Le général voulant maintenir l’indépendance
de la France vis-à-vis des deux superpuissances de l’époque
planifie l’effort et les axes de la recherche française.
Le Concorde est l’exemple d’une faible coopération
avec des pays européens. La France se lance dans un vaste
programme, c’est l’époque du Plan Calcul et
la création de la CII (deviendra bull par la suite). Plus
tard, les gouvernements successifs continueront l’effort
de recherche en essayant de l’élargir au niveau européen.
Suivant les pays, l’Etat intervient plus ou moins dans
la recherche et les innovations. Il reste néanmoins le
garant de la protection des innovations. Il essaie aussi de suppléer
aux besoins de financement dans certains secteurs. Il se situe
surtout en amont du processus d’innovation en encourageant
la recherche fondamentale.
La compétitivité structurelle s’impose aux
entreprises et à l’Etat dans le commerce mondial.
La compétition internationale impose de nouvelles règles,
de nouveaux défis.
Les taux d’équipement des ménages arrivent
à saturation, les consommateurs sont plus attentifs à
la qualité des produits. La recherche d’une production
différenciée, impose aux entreprises d’investir
de plus en plus dans l’innovation. Les entreprises dans
la fabrication de leurs produits ont des objectifs de «
zéro défaut ». De plus les dirigeants intègrent
l’évolution de la demande dans le processus de production.

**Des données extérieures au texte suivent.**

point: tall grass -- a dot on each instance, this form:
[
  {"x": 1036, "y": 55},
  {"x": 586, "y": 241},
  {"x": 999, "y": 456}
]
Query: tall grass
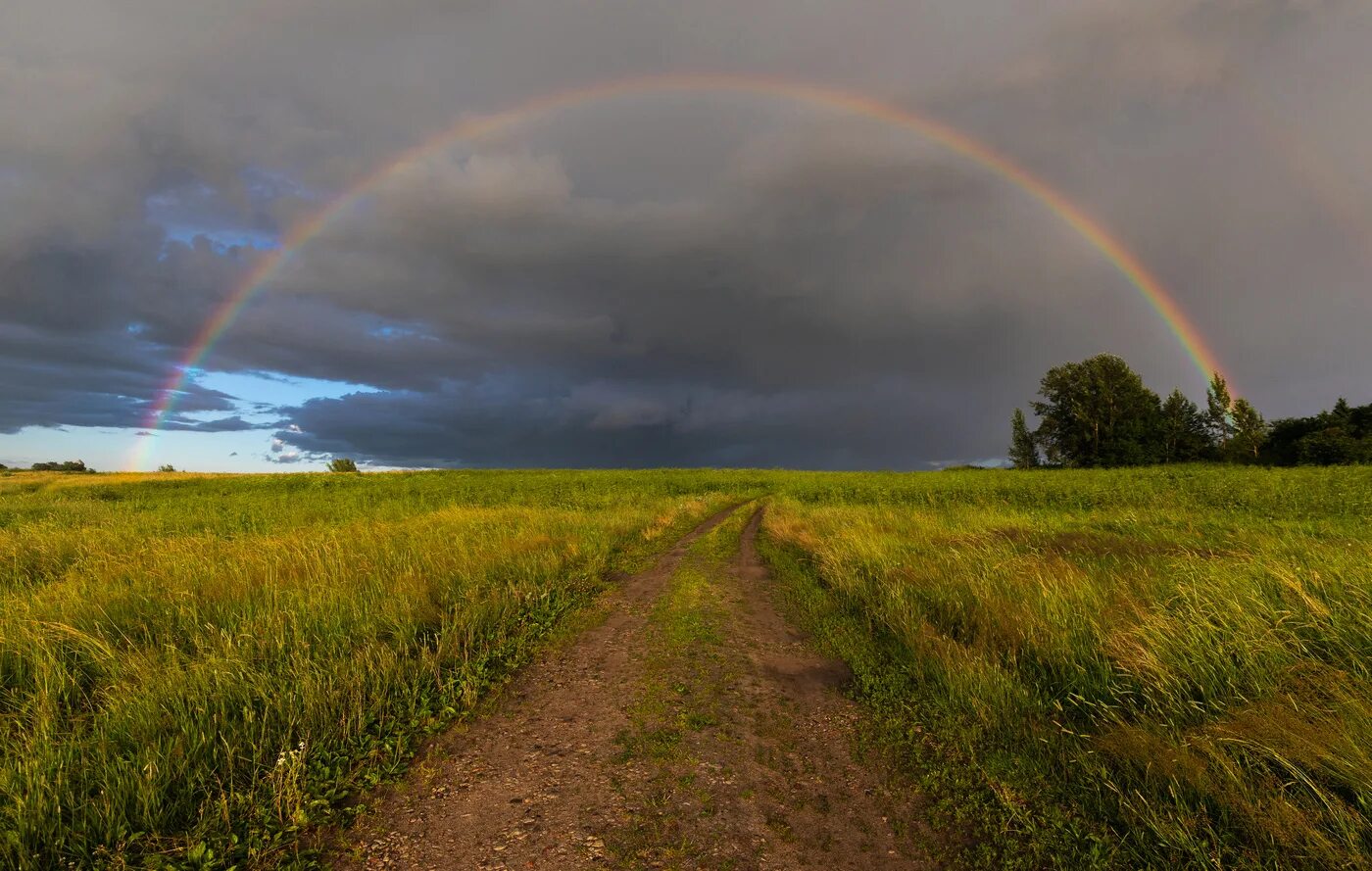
[
  {"x": 1148, "y": 668},
  {"x": 1179, "y": 660},
  {"x": 194, "y": 669}
]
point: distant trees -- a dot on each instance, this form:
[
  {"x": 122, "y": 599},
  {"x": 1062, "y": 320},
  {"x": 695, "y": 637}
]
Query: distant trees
[
  {"x": 1250, "y": 432},
  {"x": 1338, "y": 436},
  {"x": 72, "y": 465},
  {"x": 1184, "y": 434},
  {"x": 1098, "y": 413},
  {"x": 1024, "y": 453},
  {"x": 1218, "y": 407}
]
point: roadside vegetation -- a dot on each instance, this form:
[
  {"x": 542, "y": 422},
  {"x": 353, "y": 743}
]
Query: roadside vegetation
[
  {"x": 1150, "y": 668},
  {"x": 1136, "y": 668},
  {"x": 196, "y": 668}
]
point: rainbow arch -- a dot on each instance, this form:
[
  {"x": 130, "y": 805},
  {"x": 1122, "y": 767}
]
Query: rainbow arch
[{"x": 477, "y": 126}]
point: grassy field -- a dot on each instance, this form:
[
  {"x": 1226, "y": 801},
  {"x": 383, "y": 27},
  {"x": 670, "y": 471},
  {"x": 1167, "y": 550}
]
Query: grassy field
[
  {"x": 195, "y": 668},
  {"x": 1152, "y": 668},
  {"x": 1149, "y": 668}
]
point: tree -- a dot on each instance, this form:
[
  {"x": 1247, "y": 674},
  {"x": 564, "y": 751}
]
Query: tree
[
  {"x": 1098, "y": 413},
  {"x": 1184, "y": 435},
  {"x": 1250, "y": 431},
  {"x": 1218, "y": 408},
  {"x": 1024, "y": 455},
  {"x": 71, "y": 465}
]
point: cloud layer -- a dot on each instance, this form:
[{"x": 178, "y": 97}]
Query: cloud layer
[{"x": 685, "y": 278}]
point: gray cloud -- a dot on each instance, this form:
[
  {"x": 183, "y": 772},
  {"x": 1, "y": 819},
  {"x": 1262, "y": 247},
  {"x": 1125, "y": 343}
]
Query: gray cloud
[{"x": 678, "y": 280}]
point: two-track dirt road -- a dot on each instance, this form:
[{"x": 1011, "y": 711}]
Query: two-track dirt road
[{"x": 690, "y": 729}]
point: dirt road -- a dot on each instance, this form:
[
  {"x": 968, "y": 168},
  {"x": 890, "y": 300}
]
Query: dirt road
[{"x": 692, "y": 729}]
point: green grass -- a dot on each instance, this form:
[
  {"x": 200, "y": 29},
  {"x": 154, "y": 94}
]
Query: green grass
[
  {"x": 1149, "y": 668},
  {"x": 195, "y": 669},
  {"x": 1142, "y": 668}
]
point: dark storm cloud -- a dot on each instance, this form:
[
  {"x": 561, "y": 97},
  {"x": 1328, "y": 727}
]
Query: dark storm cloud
[{"x": 676, "y": 280}]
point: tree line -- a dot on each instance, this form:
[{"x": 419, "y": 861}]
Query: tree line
[
  {"x": 71, "y": 465},
  {"x": 1100, "y": 413}
]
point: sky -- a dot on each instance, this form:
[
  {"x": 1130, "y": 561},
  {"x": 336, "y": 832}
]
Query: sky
[{"x": 704, "y": 276}]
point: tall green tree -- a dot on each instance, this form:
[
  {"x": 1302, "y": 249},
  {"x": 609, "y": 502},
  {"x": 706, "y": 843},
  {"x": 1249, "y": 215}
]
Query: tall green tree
[
  {"x": 1024, "y": 453},
  {"x": 1250, "y": 432},
  {"x": 1098, "y": 413},
  {"x": 1218, "y": 409},
  {"x": 1184, "y": 434}
]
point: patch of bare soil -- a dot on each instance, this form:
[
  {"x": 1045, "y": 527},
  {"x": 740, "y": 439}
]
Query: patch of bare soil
[{"x": 752, "y": 765}]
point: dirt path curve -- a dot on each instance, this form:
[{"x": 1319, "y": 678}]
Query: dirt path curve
[{"x": 692, "y": 729}]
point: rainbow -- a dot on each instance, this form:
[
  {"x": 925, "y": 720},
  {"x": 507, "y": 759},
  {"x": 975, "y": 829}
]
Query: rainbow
[{"x": 477, "y": 126}]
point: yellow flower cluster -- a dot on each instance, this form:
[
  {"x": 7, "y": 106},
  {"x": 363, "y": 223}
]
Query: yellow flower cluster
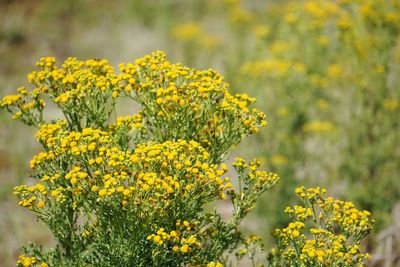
[
  {"x": 320, "y": 232},
  {"x": 180, "y": 240},
  {"x": 98, "y": 172},
  {"x": 187, "y": 101},
  {"x": 26, "y": 261}
]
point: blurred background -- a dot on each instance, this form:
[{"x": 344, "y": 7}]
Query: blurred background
[{"x": 327, "y": 74}]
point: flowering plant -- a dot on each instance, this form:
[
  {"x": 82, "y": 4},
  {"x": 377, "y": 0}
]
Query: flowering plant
[{"x": 132, "y": 190}]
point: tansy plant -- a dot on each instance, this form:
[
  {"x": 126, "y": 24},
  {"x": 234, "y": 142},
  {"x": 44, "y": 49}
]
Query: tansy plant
[
  {"x": 133, "y": 190},
  {"x": 323, "y": 232}
]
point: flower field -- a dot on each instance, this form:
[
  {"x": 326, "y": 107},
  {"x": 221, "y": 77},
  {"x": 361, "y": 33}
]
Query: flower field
[{"x": 150, "y": 162}]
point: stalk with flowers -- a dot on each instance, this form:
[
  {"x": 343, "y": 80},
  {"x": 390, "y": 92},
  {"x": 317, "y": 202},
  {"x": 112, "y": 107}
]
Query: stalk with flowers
[{"x": 132, "y": 190}]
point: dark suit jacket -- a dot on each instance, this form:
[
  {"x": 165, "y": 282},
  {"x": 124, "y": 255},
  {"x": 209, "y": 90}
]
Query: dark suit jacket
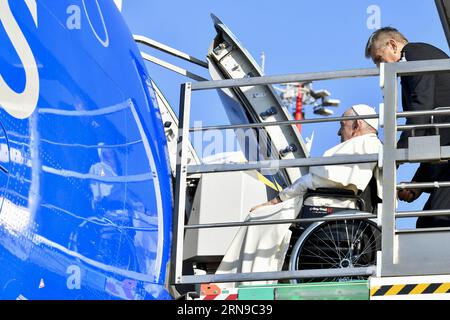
[{"x": 427, "y": 92}]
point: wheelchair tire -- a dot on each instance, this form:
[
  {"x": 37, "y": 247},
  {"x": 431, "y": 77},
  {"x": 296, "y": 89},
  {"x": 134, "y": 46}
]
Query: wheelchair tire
[{"x": 336, "y": 244}]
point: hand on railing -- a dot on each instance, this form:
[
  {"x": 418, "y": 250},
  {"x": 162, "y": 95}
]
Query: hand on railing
[{"x": 268, "y": 203}]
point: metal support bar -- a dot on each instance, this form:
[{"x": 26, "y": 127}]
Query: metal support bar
[
  {"x": 422, "y": 213},
  {"x": 280, "y": 275},
  {"x": 279, "y": 164},
  {"x": 424, "y": 66},
  {"x": 172, "y": 67},
  {"x": 423, "y": 185},
  {"x": 267, "y": 80},
  {"x": 162, "y": 47},
  {"x": 282, "y": 123},
  {"x": 285, "y": 221},
  {"x": 423, "y": 126},
  {"x": 412, "y": 114},
  {"x": 180, "y": 184},
  {"x": 389, "y": 203}
]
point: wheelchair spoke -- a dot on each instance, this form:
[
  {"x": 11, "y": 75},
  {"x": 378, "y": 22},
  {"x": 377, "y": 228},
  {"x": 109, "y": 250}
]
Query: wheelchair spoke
[
  {"x": 317, "y": 247},
  {"x": 371, "y": 245},
  {"x": 315, "y": 255},
  {"x": 333, "y": 241}
]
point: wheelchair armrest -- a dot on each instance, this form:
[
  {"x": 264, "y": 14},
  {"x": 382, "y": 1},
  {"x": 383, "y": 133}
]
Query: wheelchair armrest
[
  {"x": 336, "y": 193},
  {"x": 331, "y": 192}
]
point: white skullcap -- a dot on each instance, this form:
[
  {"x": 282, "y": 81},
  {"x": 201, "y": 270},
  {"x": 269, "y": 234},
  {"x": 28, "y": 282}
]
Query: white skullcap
[{"x": 365, "y": 110}]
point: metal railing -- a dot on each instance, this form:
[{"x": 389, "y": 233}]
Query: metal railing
[
  {"x": 183, "y": 170},
  {"x": 417, "y": 251},
  {"x": 388, "y": 160}
]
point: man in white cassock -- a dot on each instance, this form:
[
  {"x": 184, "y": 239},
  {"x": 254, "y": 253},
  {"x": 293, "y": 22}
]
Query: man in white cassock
[{"x": 263, "y": 248}]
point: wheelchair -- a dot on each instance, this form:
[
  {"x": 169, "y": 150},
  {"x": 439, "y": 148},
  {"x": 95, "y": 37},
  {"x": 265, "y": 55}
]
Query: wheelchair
[{"x": 335, "y": 244}]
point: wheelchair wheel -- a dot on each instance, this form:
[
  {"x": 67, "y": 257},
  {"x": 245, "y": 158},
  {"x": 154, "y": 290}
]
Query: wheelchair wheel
[{"x": 336, "y": 244}]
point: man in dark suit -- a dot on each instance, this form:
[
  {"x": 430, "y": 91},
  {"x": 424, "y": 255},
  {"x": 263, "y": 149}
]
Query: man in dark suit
[{"x": 419, "y": 92}]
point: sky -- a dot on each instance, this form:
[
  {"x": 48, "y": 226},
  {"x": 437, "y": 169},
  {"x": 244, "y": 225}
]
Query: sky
[{"x": 297, "y": 36}]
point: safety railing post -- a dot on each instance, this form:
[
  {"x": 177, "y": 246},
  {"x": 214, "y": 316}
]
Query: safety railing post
[
  {"x": 390, "y": 92},
  {"x": 180, "y": 184}
]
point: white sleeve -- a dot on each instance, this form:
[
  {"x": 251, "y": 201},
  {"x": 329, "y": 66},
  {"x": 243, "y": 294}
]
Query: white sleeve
[{"x": 302, "y": 184}]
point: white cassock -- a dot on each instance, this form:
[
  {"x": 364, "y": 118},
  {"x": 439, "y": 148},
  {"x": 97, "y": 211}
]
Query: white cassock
[{"x": 263, "y": 248}]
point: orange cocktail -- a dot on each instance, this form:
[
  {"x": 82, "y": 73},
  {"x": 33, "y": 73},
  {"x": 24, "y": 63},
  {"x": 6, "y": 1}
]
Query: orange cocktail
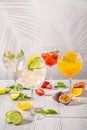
[{"x": 70, "y": 64}]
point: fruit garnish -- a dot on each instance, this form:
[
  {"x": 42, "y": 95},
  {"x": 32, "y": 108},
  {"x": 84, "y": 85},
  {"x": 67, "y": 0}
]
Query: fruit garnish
[
  {"x": 79, "y": 85},
  {"x": 60, "y": 85},
  {"x": 49, "y": 86},
  {"x": 57, "y": 95},
  {"x": 48, "y": 111},
  {"x": 35, "y": 62},
  {"x": 16, "y": 95},
  {"x": 5, "y": 90},
  {"x": 20, "y": 54},
  {"x": 2, "y": 91},
  {"x": 18, "y": 87},
  {"x": 65, "y": 99},
  {"x": 43, "y": 85},
  {"x": 14, "y": 117},
  {"x": 70, "y": 56},
  {"x": 76, "y": 91},
  {"x": 24, "y": 105},
  {"x": 9, "y": 55},
  {"x": 40, "y": 92}
]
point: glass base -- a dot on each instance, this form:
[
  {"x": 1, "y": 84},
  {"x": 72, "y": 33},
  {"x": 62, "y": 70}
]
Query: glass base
[{"x": 34, "y": 116}]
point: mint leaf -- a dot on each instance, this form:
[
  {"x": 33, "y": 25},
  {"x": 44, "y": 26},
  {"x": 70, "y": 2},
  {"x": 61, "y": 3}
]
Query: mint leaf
[{"x": 48, "y": 111}]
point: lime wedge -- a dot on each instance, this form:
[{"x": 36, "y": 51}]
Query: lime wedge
[
  {"x": 15, "y": 95},
  {"x": 9, "y": 55},
  {"x": 20, "y": 54},
  {"x": 2, "y": 91},
  {"x": 14, "y": 117},
  {"x": 36, "y": 63}
]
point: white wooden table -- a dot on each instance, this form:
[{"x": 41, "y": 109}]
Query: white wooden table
[{"x": 70, "y": 117}]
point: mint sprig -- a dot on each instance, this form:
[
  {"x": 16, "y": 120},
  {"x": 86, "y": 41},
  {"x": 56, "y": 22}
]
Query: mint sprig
[
  {"x": 48, "y": 111},
  {"x": 18, "y": 87},
  {"x": 60, "y": 85}
]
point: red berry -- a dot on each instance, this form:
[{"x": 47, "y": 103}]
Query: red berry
[
  {"x": 44, "y": 84},
  {"x": 49, "y": 86},
  {"x": 40, "y": 92}
]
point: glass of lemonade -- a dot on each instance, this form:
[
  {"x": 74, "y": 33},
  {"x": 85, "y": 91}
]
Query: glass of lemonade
[
  {"x": 70, "y": 64},
  {"x": 10, "y": 59},
  {"x": 31, "y": 73}
]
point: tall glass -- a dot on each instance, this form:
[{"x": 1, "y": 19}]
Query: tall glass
[
  {"x": 11, "y": 58},
  {"x": 70, "y": 64},
  {"x": 31, "y": 72}
]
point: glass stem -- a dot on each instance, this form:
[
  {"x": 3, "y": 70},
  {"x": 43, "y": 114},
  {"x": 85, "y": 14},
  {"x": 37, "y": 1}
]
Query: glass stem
[
  {"x": 70, "y": 82},
  {"x": 32, "y": 112}
]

La montée de nouveaux pays industriels dans le marché
mondial, comme les pays asiatiques notamment, contraint les entreprises
à renforcer leur compétitivité structurelle
et les pousse à innover. Les pays asiatiques inondent le
marché avec des produits électroniques, ce qui rend
difficile pour les pays européens l’accès
à ce marché.
La compétitivité internationale impose aussi aux
entreprises une taille critique minimale à atteindre pour
assurer la recherche de haut niveau. L’exemple de la société
IBM dans l’informatique (ou Dell ou Microsoft) montre qu’avec
un retard d’investissements et d’innovations dans
la micro-informatique, elle a su imposer ses produits comme les
standards du marché.
L’innovation technologique contribue à la détermination
des stratégies.
Le besoin de différenciation hors-prix pousse les entreprises
à investir dans la recherche et développement. On
constate la forte progression des investissements immatériels.
En 1991, ils d’élevaient à 3300 milliards
de francs pour la formation brute de capital fixe des sociétés,
ils représentaient ainsi 30 % au total de l’investissement.
Les dirigeants des entreprises prennent conscience de cet élément
de compétitivité. Les investissements immatériels
apparaissent comme une source de compétitivité structurelle.
Les investissements immatériels permettent d’améliorer
et de diversifier les gammes de produits. Des études ont
montré la corrélation entre recherche et développement
et les performances des entreprises. Les dépenses liées
à l’innovation apparaissent comme des dépenses
stratégiques.
Des théories microéconomiques viennent conforter
ces analyses. K. Lancaster a étudié l’importance
de la qualité des produits ainsi que P. Krugman. Ces économistes
appellent « différenciation verticale » la
stratégie qui fait de la qualité un moyen de compétitivité
hors prix et la « différenciation horizontale »
représente l’étendue d’une offre, sa
diversité. L’innovation est à la base de la
compétitivité des entreprises. Déjà,
J. Schumpeter, en 1934, dans un article intitulé «
The theory of economic development » montrait l’importance
de la compétitivité structurelle, comme moyen de
réduire la concurrence entre les entreprises et permettant
l’innovation de certains. P. Krugman montre que la compétitivité
accrue appelle une innovation renforcée pour faire face
à la concurrence internationale.
Dans les nouvelles théories de la croissance et notamment
celles qui sont endogènes, l’économiste P.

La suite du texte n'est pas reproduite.